Data engineers get blamed a lot. Yet, their role is crucial if data scientists and analysts (the more visible parts of data science) want to perform.
Their role is simple: collect, manage, and convert raw data into usable information for data scientists and business analysts to analyze. Increasingly, they are also playing a crucial role in helping AI algorithms ingest vast swathes of data from diverse sources as they mature into models.
The job is also time-consuming. So when data scientists and business analysts don’t get the data they want, they will point the fingers at the data engineers.
The pressures of plumbing
TJ Chandler, managing director for APAC at Fivetran, sees data engineers as “plumbers.”
“They are the ones that deliver the water to the spout. Without them, many CDOs and other executives will find disappointment knowing that there’s this ocean of data out there but not a drop to drink,” he explains.
Therein lies the rub. Data engineers who manage data pipelines well are unseen as data scientists and business analysts can do their work efficiently. But where there is a pipeline bottleneck or trouble connecting with different data sources, they are at the receiving end of scorn.
And this thankless job is only getting worse. With data science teams asking to connect to more data sources, data engineering teams are under pressure to deliver efficient pipeline management.

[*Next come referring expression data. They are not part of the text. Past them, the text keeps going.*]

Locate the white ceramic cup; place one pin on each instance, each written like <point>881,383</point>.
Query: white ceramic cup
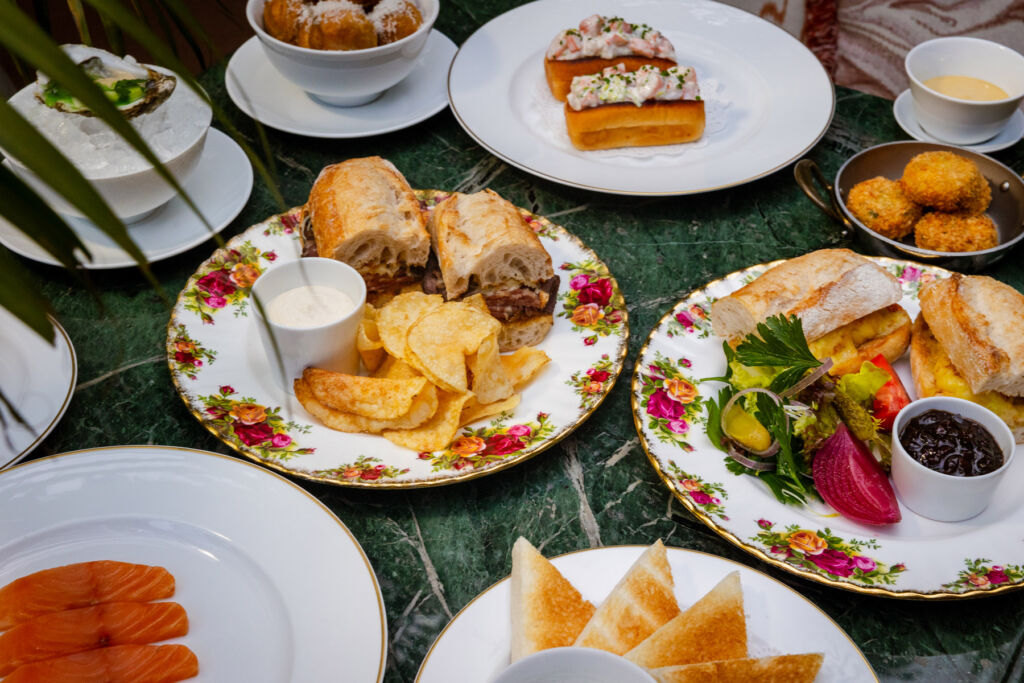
<point>573,665</point>
<point>944,497</point>
<point>964,121</point>
<point>331,346</point>
<point>345,78</point>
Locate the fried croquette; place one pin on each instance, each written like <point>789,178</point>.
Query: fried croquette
<point>395,19</point>
<point>882,205</point>
<point>955,231</point>
<point>945,181</point>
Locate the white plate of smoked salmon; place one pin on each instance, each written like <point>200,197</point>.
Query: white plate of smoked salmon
<point>159,564</point>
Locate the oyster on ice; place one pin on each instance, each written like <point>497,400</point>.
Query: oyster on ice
<point>132,87</point>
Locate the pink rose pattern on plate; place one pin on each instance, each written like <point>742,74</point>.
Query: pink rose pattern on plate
<point>670,400</point>
<point>186,354</point>
<point>822,552</point>
<point>707,496</point>
<point>258,428</point>
<point>364,469</point>
<point>981,573</point>
<point>592,303</point>
<point>494,442</point>
<point>224,282</point>
<point>592,384</point>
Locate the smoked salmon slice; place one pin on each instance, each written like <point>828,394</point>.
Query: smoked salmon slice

“We did a survey among analysts and found that 60% of them said that additional business insights could be extracted from existing data if they only had more time to get to it,” says Chandler.

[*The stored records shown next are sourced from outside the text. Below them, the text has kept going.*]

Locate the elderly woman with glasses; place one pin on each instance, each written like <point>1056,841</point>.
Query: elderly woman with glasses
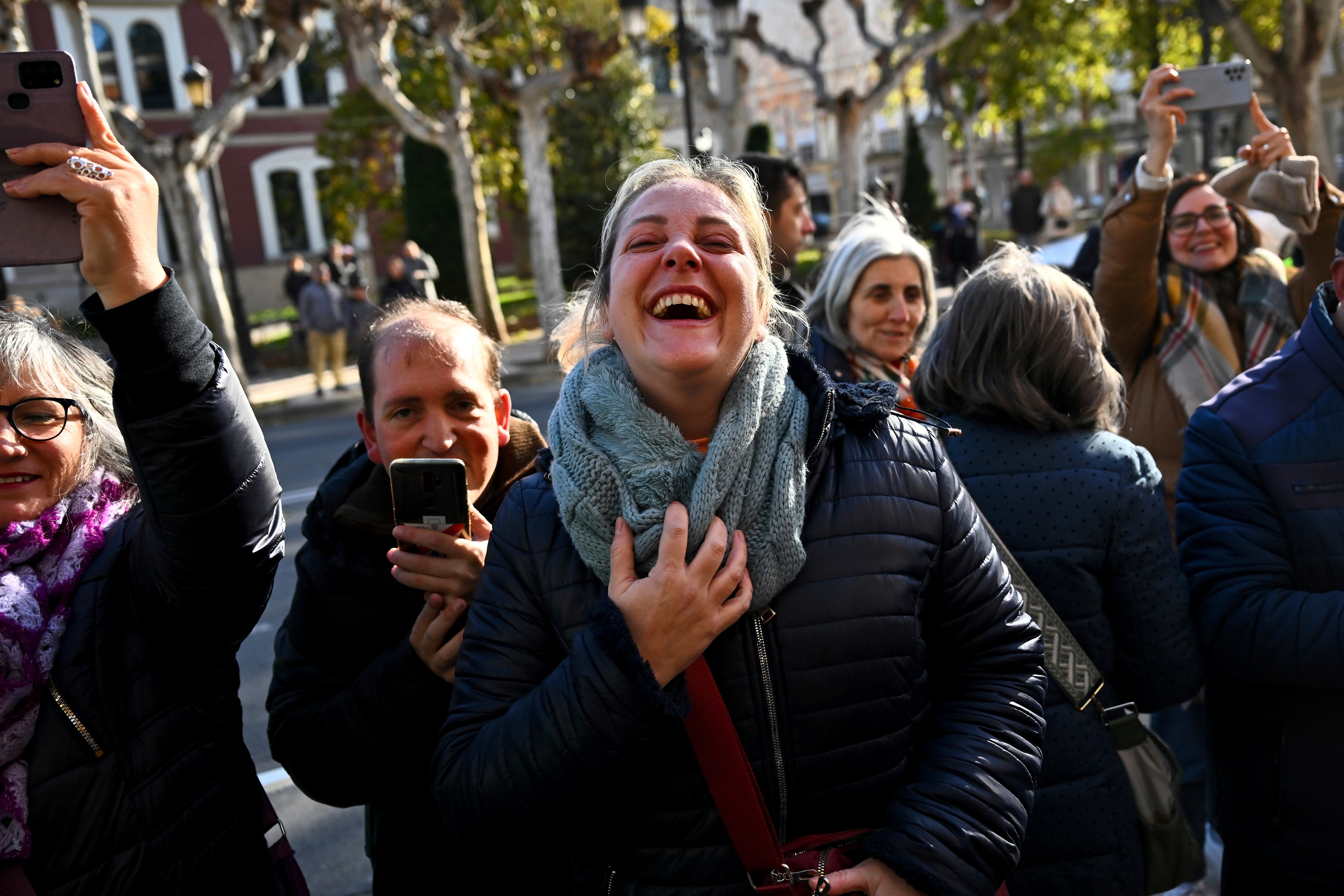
<point>142,531</point>
<point>1187,296</point>
<point>714,500</point>
<point>874,303</point>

But it is time that data engineers are unable to give.
“We know that setting up a dashboard in Looker or Tableau actually doesn't take too much time but only if you have the data available. And getting the data is not the problem either. The difficult part is getting the data from its source into that data warehouse so that it can be extracted to produce those dashboards for insights,” says Chandler, adding that this is where data engineers are always working against time.
Companies are also changing the way they approach data questions. “The old world was, ‘Hey, I’ve a problem, and so I'm going to get some software.’ Now, companies are looking at it very differently. They are saying, ‘I need this outcome, which solution or combination of solutions, including building it myself, is going to give me the highest probability of that outcome’,” says Chandler.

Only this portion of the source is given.